Subjects were required to abide by a rigid protocol throughout experiment, which included abstinence from alcohol and drugs, no strenuous exercise during the day, and no food for at least four hours their usual bed-times.
Subjects arrived at the lab about one hour before their chosen bed-time, which remained constant throughout the experiment. Electrodes for electrophysiological measures were applied in the recording room adjacent to the bedroom (Ta approximately 22 degrees C). Subjects then entered the 3.0 X 3.0 X 2.7 meter shielded bedroom where thermocouples for temperature measurements were attached. The latter procedure took about twenty minutes, and allowed the subjects to adapt to the bedroom's temperature while awake.

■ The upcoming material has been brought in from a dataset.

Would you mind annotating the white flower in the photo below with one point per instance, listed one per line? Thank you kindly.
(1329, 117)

Subjects slept nude except for undershorts on a bed made from nylon webbing stretched around a metal frame. This material was used to maximize skin exposure to the ambient air, and did not provide the high levels of insulation of normal bedding. Ta was maintained to within 0.5 degrees of set values by proportionally controlled heating and cooling units in the room, and was monitored by an electronic thermometer located near the subject's head. An awning made from bed-sheets and mosquito netting was hung around the bed to reduce air flow around the subject.

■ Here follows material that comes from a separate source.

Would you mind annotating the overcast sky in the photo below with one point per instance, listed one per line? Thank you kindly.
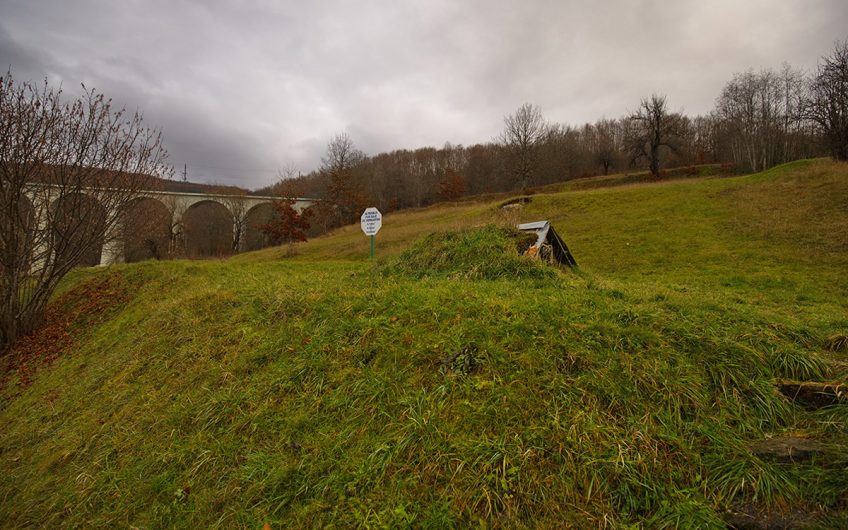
(242, 88)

Subjects spent twelve consecutive nights in the sleep lab. The first two nights (1, 2) of the twelve nights were considered as adaptation nights and were not analyzed. The next three nights (3, 4, 5) at 29 degrees C constituted the baseline condition, the next five nights (6, 7, 8, 9, 10) at 21 degrees C were the cold condition, and the last two nights were recovery nights (11, 12) at 29 degrees C. Subject LM suffered a deep cut on his finger on the day following his fifth night in the lab. The experiment was suspended for three days while he recovered. The two nights following the interruption were spent at 29 degrees C, and these, together with night 5, were considered his baseline condition.
* This procedure was instituted when a prospective subject left the experiment after his first night of cold exposure.